Те два раза, что я приезжал тогда в Барселону, мне не пришлось останавливаться в «Мажестике», а вот Винсент Шин, Герберт Мэтьюз, Робер Капа и актер Луис Кинданилья жили в нем. А Эдвин Рольф, солдат-поэт Линкольновского батальона, очень любезно позволил мне трижды в течение одного дня принять душ в своем маленьком номере, и, к его удивлению, горячая вода была все три раза.

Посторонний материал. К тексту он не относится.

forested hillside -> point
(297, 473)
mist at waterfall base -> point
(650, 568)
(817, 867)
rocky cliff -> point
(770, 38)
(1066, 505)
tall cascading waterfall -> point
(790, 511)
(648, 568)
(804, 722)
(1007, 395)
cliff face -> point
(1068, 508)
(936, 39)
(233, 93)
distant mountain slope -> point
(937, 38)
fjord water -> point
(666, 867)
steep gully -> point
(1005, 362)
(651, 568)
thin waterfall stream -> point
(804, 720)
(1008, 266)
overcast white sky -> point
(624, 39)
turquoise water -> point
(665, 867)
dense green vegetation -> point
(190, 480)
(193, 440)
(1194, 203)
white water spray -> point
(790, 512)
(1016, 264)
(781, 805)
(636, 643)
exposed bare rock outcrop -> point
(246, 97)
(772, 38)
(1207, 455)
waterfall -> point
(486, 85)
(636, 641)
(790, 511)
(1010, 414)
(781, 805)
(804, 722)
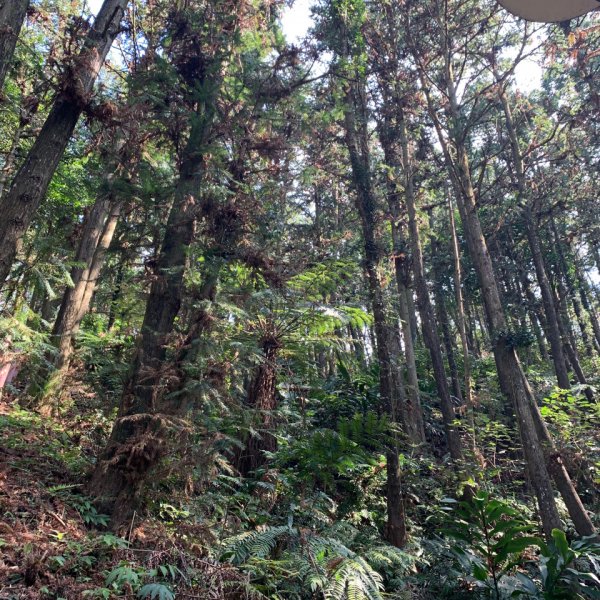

Нынешний «Мажестик» был вовсе не похож на себя. Прежним остался только фасад, внутри же все перестроили. Огромный обеденный зал, который, с тех пор как я переехал в Сан-Франциско, всегда напоминал мне зимний сад отеля «Палас» (или наоборот), исчез вместе со своим стеклянным куполом, под которым Рольф, Джо Тейлор, я и еще несколько солдат в увольнительной сидели однажды ночью во время бомбежки, наблюдая сквозь стекло за лучами прожекторов, и ждали, когда потолок рухнет нам на голову. Теперь его разделили на несколько залов — большой и поменьше. Как ни странно, я испытал от этого глубокое разочарование. Разочарование вызвали и выставленные в витринах вестибюля предметы роскоши, драгоценные камни, сумочки, «Лаванда Пуиг», «Шанель № 5» и все прочее.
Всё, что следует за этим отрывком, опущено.